Barefoot Contessa Foolproof: Recipes You Can Trust by Ina Garten






Book: Barefoot Contessa Foolproof: Recipes You Can Trust
 
Author: Ina Garten
 
Release date (if applicable): Published

Synopsis: Ina Garten strikes again. A new collection of recipes from the Barefoot Contessa. Recipes, of course, range from appetizers to desserts with a couple of drink recipes thrown in.
 
My rating: 4 Stars
 
My opinion: Ina's recipes are always a winner for me, especially when I am looking for a bit more upscale yet still easy to prepare recipes. One of my favorite things about this cookbook are Ina's tips and tidbits for the kitchen and entertaining. 

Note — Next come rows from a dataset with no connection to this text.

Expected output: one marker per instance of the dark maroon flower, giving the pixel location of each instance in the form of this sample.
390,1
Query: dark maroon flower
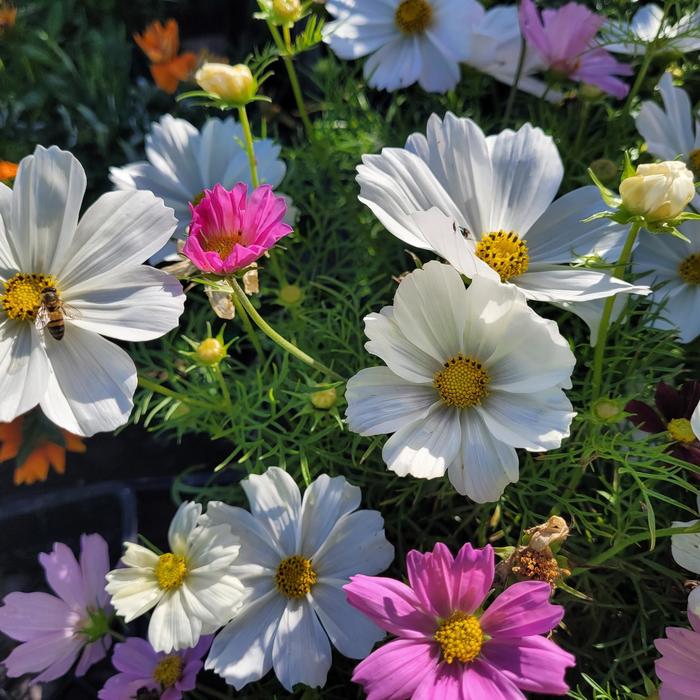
671,416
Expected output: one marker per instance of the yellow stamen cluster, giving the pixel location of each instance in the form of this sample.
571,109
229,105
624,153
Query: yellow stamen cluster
168,671
414,16
21,297
689,269
680,430
460,637
462,383
170,571
295,576
505,252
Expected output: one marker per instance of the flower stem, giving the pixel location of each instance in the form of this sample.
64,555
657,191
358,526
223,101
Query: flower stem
250,149
277,338
618,271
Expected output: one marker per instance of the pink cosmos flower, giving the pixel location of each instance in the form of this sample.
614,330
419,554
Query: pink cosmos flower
230,230
679,665
140,667
565,40
449,648
56,630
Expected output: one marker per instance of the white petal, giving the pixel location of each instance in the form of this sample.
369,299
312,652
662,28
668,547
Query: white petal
91,383
527,172
242,651
426,447
24,369
137,304
120,230
351,632
276,502
381,402
48,192
301,652
485,465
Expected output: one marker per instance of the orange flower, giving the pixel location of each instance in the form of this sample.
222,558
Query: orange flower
161,42
42,454
8,170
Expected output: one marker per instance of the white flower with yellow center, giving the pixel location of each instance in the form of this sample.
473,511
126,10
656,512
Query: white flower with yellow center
409,40
192,589
183,162
470,375
296,556
499,191
672,267
64,284
672,132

On that note, I found a large number of the recipes I wanted already posted on Foodnetwork.com. There was a large handful of recipes that I actually needed to copy from the book. 
 
Source: Library
        
Would I recommend? : Always, but maybe take a look at the library and Foodnetwork.com for the recipes before paying the dollars to purchase the book.
 
Stand Alone or Part of a Series: Stand Alone

The Smitten Kitchen Cookbook by Deb Perelman





Book: The Smitten Kitchen Cookbook
 
Author: Deb Perelman
 
Release date (if applicable): Published

Synopsis: A collection of the author's recipes from her blog. Included were breakfast, main entrees, salads, sandwiches, vegetarian and desserts.
 
My rating: 2.5 Stars
 
My opinion: First, I must state that the photography in this book was gorgeous! On that note, although the recipes in this book looked good, I thought the better chunk of the recipes were a bit more "upscale" and used for entertaining purposes versus daily dinner recipes. I believe I targeted 10-15 of the recipes for copying. This was out of approximately 100 recipes.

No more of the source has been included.